For £17.7m, shuttle is a gift that's out of this world

It flew faster and higher than any machine in history and was the was the ultimate boy's toy, but at $42 million (£25.8 m) it was beyond most budgets. But now the price of Nasa's soon-to-be redundant space shuttles has plummeted to something more down-to-earth: a new analysis of the costs of hauling the monster from the Kennedy Space Centre to a major US airport has led the space agency to slash the price to $28.2 m (£17.7m) .
Discovery, which has completed 37 missions into space and 5,247 orbits, has already been promised to the Smithsonian Institution's National Air and Space Museum, but shuttles Atlantis and Endeavour are still available.
Nasa is also mulling the possibility of putting Enterprise, a shuttle prototype that never made it to space, on sale.
Nasa decided to sell the shuttles ahead of their retirement later this year.
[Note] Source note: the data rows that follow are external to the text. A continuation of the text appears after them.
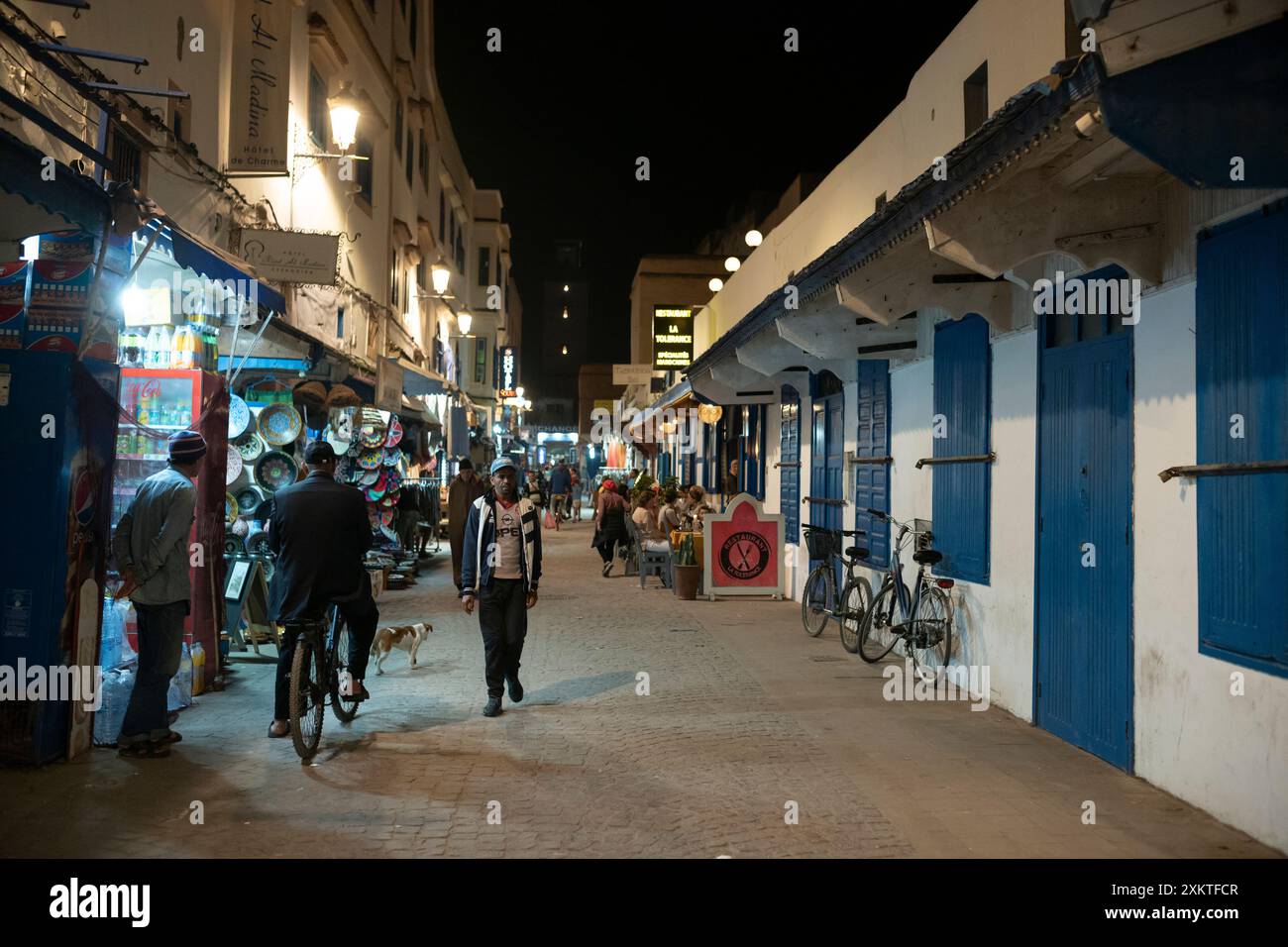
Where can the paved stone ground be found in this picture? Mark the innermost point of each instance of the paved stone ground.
(741, 718)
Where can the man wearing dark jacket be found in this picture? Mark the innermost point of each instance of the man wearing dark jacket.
(320, 532)
(501, 567)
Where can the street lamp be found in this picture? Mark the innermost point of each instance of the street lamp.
(346, 111)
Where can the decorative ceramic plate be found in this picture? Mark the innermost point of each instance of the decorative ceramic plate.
(235, 466)
(394, 432)
(249, 499)
(279, 424)
(372, 428)
(274, 471)
(257, 544)
(239, 416)
(250, 447)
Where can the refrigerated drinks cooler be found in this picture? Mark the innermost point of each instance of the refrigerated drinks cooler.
(159, 402)
(58, 416)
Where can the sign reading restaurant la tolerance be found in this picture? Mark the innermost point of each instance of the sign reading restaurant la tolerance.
(673, 338)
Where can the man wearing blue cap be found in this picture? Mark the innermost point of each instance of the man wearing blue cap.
(500, 567)
(151, 549)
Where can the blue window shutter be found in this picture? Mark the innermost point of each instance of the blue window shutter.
(1241, 368)
(961, 491)
(872, 480)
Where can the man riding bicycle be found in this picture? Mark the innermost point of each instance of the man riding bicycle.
(320, 532)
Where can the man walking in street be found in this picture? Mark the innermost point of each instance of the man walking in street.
(501, 569)
(465, 488)
(151, 549)
(561, 486)
(320, 532)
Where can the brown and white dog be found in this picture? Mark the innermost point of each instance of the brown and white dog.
(406, 637)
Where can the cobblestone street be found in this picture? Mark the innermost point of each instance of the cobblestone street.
(745, 715)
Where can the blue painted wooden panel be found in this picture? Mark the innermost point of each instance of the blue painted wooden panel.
(1083, 637)
(872, 480)
(961, 491)
(790, 454)
(1241, 368)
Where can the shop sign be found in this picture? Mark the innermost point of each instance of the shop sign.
(291, 257)
(743, 551)
(632, 373)
(673, 338)
(509, 371)
(261, 85)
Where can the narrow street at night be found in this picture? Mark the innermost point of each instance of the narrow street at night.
(745, 712)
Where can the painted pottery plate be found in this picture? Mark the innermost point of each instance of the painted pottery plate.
(239, 416)
(274, 471)
(394, 432)
(250, 447)
(235, 466)
(249, 499)
(279, 424)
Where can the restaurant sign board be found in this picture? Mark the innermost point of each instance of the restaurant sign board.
(742, 551)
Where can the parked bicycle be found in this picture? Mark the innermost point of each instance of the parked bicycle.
(321, 652)
(820, 600)
(921, 618)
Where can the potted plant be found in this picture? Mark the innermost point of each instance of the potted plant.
(688, 574)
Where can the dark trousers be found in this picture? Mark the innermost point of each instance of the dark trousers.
(503, 621)
(361, 616)
(160, 654)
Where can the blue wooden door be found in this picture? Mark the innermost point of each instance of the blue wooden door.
(1085, 566)
(825, 460)
(872, 480)
(789, 468)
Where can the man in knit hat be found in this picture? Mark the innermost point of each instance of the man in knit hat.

They are set to be replaced by the new Ares 1-X rocket, which is due to take over all manned space flights in 2015.
If the new price is still too daunting, an even bigger bargain comes in the shape of the shuttle's engines - no longer required once the craft is in a museum. The agency offered them for sale at between $400,000 and $800,000, but there were no takers. They are now offering them free, to anyone with the wherewithal to take them home.